Griffith is the most terrifying villain ever drawn because he is beautiful. He is charismatic. He dreams of his own kingdom. He tells Guts, “I will decide where you die. I will decide if you die.” This is not friendship; it is ownership. Griffith’s love is possessive, narcissistic, and ultimately, monstrous.
The goal for thirty real-world years was to heal Casca’s mind. To undo the damage of the Eclipse.
To say you have read All of Berserk is a curious statement. It implies a destination, a final page where the story resolves into a neat, comprehensible whole. But for those who have walked the sun-scorched path of the Golden Age, screamed into the abyss of the Conviction Arc, and sailed the fantastical seas of Fantasia, you know the truth: Berserk is not a story you finish. It is a story that finishes you .
"Do not think of victory. Think only of not giving up." — Guts All Of Berserk Manga
She doesn't embrace him. She doesn't thank him. She is terrified of him. Because Guts—scarred, eyeless, armored in rage—reminds her of the trauma she endured. The man who saved her is the mirror of the nightmare.
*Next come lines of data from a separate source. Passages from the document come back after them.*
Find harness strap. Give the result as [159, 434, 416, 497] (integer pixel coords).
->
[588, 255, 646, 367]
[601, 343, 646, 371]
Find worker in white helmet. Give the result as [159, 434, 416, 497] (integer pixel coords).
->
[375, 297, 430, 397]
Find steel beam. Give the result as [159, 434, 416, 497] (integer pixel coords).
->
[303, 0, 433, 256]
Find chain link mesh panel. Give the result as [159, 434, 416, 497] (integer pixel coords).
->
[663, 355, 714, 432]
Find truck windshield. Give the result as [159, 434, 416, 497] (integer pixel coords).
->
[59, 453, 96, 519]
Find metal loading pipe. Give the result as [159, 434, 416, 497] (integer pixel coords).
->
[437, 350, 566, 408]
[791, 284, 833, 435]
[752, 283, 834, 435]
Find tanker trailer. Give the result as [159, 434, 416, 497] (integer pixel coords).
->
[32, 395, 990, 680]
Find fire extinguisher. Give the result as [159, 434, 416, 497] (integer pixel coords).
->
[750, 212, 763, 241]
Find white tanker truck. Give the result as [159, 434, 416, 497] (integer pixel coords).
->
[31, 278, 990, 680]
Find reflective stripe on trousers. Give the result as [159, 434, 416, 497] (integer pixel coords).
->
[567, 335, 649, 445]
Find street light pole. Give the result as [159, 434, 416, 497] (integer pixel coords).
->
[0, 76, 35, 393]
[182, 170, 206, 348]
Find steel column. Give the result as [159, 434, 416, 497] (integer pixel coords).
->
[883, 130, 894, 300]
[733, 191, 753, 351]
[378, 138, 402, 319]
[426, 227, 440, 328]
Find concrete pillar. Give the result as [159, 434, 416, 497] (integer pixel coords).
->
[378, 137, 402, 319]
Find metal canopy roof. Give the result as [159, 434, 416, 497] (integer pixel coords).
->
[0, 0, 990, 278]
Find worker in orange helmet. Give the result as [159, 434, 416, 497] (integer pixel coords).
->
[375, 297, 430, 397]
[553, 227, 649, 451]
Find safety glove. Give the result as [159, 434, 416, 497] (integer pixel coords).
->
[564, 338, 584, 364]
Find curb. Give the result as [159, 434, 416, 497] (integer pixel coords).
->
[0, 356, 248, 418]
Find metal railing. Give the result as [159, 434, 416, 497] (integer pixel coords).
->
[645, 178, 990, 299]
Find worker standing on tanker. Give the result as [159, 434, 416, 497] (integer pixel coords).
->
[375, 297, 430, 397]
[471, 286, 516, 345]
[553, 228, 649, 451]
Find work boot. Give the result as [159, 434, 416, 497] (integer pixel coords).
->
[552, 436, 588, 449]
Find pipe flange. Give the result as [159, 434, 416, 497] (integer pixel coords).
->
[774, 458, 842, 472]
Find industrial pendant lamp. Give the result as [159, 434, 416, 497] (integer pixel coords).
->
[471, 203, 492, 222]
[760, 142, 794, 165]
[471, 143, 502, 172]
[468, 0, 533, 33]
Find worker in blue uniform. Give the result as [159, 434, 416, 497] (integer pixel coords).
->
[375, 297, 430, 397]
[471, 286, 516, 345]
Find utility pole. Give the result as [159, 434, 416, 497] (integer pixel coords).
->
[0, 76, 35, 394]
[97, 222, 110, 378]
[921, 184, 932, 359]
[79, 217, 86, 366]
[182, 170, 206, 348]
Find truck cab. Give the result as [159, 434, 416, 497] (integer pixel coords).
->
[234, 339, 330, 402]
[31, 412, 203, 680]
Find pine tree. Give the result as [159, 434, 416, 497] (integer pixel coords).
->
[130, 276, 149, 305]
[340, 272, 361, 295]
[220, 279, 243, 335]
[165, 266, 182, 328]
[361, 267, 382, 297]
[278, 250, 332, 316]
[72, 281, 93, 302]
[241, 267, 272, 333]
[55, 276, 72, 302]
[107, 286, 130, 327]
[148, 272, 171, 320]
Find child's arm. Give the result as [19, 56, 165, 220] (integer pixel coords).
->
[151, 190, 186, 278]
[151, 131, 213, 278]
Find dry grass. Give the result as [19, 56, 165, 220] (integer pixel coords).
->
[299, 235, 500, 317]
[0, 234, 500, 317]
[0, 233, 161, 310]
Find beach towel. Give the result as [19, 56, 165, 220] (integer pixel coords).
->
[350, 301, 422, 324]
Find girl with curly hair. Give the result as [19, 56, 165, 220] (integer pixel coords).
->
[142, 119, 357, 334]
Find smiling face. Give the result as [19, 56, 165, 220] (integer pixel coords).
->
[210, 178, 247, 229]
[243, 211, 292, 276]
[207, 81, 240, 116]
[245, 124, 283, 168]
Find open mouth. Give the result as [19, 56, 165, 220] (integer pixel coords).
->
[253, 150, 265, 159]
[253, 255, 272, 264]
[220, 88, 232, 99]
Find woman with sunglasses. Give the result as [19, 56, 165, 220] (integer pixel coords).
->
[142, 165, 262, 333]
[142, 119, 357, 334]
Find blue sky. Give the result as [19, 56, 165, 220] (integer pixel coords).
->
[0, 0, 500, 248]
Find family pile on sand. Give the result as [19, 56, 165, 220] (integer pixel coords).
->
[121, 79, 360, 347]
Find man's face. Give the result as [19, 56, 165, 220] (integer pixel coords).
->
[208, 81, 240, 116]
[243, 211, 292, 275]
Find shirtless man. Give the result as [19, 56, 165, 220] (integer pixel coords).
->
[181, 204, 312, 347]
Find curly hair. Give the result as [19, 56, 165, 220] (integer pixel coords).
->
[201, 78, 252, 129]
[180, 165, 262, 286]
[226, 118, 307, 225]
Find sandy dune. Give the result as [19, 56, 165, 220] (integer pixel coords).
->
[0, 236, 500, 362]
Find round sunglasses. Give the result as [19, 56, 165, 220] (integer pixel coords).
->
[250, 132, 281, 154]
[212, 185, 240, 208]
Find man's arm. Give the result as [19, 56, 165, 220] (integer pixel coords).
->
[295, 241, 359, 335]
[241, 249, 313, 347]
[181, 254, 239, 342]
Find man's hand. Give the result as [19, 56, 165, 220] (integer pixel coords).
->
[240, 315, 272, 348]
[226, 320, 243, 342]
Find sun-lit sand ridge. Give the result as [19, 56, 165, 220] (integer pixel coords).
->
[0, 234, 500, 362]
And what is Guts doing during this geopolitical upheaval? He is assembling a party. Schierke (the witch), Isidro (the brat), Farnese (the repentant inquisitor), Serpico (the loyal brother). Berserk becomes a road-trip RPG. Guts, the lone wolf, must learn to trust again. He gets a magic armor—the Berserker Armor—which allows him to fight gods, but at the cost of shredding his soul.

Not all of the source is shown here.